The Fish and Wildlife Agency is obviously a lot more concerned with appeasing “hunters” than in protecting wildlife, and this organization has been accused of gross mismanagement of wild animals. The killing of grizzly bears should be permanently outlawed.
    People come to the Yellowstone Park and surroundings to see and experience nature, and grizzly bears are part of that nature. What most people don’t want to see is the slaughter of wildlife by hunters. Yellowstone National Park and all of its surrounding perimeters should be permanently “off limits” to all hunters.
    It would be a worthwhile project for all of the environmental and animal protection groups to come together in an effort to save grizzly bears from hunters. These bears deserve better than to be slaughtered for sport and trophies. Fortunately, there are people who want to protect animals that cannot defend themselves from ruthless killers. Sports hunters and trophy hunters are a constant threat to all kinds of wildlife. These people have no respect for nature and are only bent on killing.

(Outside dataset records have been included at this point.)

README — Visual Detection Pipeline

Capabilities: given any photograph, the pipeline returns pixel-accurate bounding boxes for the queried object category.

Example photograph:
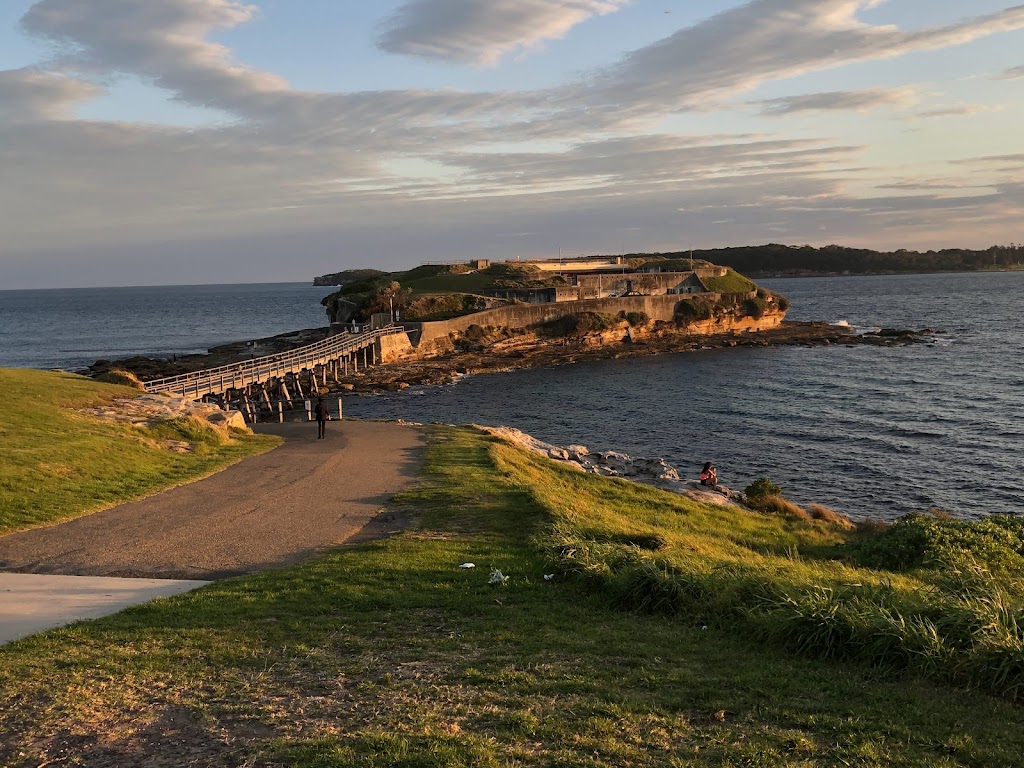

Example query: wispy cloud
[910,104,1004,120]
[378,0,630,67]
[750,88,918,117]
[0,0,1024,282]
[995,65,1024,80]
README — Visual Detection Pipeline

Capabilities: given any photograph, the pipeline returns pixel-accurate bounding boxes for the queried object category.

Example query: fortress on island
[316,256,788,356]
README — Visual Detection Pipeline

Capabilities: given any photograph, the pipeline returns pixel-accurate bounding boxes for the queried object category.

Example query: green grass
[502,444,1024,700]
[0,428,1024,768]
[700,269,758,293]
[0,369,278,534]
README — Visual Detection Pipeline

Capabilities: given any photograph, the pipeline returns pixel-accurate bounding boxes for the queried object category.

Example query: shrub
[807,504,854,530]
[676,296,715,326]
[748,494,811,521]
[743,477,782,500]
[538,312,618,337]
[743,295,771,317]
[402,293,486,323]
[849,513,1024,574]
[95,369,145,392]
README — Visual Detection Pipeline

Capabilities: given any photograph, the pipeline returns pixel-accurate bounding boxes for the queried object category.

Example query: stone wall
[577,272,693,299]
[402,294,785,355]
[377,334,413,362]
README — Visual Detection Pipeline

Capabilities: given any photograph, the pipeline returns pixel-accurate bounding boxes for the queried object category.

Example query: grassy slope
[700,269,758,293]
[0,429,1024,768]
[0,369,278,534]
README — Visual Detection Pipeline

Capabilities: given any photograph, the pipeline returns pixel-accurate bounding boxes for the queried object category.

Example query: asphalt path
[0,421,423,580]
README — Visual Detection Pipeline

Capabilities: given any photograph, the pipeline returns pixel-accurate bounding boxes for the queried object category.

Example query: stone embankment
[476,426,742,507]
[331,322,939,392]
[80,394,251,453]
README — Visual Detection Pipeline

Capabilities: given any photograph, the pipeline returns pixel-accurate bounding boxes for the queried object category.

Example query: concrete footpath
[0,421,423,643]
[0,573,209,645]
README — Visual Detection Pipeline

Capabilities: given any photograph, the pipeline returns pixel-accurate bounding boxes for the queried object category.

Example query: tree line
[631,243,1024,276]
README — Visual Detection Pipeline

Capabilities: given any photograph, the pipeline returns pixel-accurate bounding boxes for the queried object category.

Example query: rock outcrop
[476,426,742,507]
[80,394,252,453]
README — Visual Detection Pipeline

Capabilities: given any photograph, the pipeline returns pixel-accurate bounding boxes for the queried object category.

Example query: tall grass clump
[483,436,1024,700]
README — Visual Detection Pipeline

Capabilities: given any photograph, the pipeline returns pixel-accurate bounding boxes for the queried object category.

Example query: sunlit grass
[0,369,279,534]
[0,428,1024,768]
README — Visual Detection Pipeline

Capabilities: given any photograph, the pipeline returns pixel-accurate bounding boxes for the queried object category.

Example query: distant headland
[313,243,1024,286]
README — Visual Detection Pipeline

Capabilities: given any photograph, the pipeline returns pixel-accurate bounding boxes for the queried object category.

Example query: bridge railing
[143,326,406,398]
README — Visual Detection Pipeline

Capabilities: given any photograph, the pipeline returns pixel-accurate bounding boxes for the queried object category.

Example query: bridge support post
[278,377,295,408]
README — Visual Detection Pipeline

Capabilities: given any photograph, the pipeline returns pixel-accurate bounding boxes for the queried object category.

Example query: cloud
[910,104,1002,120]
[995,65,1024,80]
[592,0,1024,111]
[0,69,102,124]
[750,88,916,117]
[378,0,630,67]
[0,0,1024,281]
[22,0,288,111]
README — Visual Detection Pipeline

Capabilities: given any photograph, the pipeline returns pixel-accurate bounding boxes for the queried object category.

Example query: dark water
[0,283,331,371]
[345,272,1024,517]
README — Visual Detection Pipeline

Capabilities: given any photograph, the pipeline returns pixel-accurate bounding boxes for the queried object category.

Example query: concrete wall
[577,272,693,299]
[376,334,414,362]
[402,294,688,349]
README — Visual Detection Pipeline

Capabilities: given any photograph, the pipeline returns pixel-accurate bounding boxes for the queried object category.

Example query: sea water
[0,283,331,371]
[345,272,1024,518]
[0,272,1024,518]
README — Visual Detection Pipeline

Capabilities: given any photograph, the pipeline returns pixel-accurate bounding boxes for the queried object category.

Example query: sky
[0,0,1024,290]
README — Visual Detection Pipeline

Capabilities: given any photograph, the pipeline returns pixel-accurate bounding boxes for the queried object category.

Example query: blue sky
[0,0,1024,288]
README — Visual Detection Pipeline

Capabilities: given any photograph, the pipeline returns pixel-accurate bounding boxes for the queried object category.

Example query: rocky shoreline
[327,322,941,393]
[474,425,746,509]
[81,322,941,393]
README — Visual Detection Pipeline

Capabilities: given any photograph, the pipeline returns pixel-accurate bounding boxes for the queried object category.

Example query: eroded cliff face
[404,309,785,359]
[679,310,785,336]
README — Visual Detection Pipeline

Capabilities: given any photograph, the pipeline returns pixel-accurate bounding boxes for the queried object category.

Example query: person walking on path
[313,397,331,440]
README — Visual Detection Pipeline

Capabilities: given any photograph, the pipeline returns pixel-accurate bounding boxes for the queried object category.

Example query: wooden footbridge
[144,326,406,422]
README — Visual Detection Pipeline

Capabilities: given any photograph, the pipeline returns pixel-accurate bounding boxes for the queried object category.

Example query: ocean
[0,283,331,371]
[0,272,1024,518]
[345,272,1024,519]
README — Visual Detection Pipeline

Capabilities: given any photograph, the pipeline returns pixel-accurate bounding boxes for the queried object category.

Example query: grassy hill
[0,369,278,535]
[0,428,1024,768]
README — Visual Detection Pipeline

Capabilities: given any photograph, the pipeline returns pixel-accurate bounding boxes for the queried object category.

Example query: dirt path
[0,421,423,580]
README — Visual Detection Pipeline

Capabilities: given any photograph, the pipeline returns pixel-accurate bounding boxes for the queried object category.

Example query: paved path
[0,421,422,580]
[0,573,209,645]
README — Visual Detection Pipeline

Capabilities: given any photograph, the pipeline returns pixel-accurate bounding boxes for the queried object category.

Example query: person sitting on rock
[700,462,718,488]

    It is a strange phenomenon that of all the wealthy people in America, so few have contributed anything to the environment and the protection of wildlife. Too much money has been squandered on deceptive charity organizations; untold millions of dollars are being donated to religious organizations, which do nothing but pray and have often been guilty of scamming enormous sums of money. Not enough people are concerned about protecting wildlife.
    The attention of the majority of people is focused on man-made objects and human relationships. Very few of these people have ever tried to see life from the perspective of a wild animal; they cannot visualize the crisis that the human race has inflicted upon the animal kingdom.
    There was once a race of giant grizzly bears living in California. These were the largest grizzlies ever known, and they were well adapted to their environment, but careless pioneers killed them off. These bears became extinct by the early 20th century. It remains to be seen if people have become civilized enough to protect wild animals here and now. The grizzly bears of today could become just as extinct as the California Grizzly.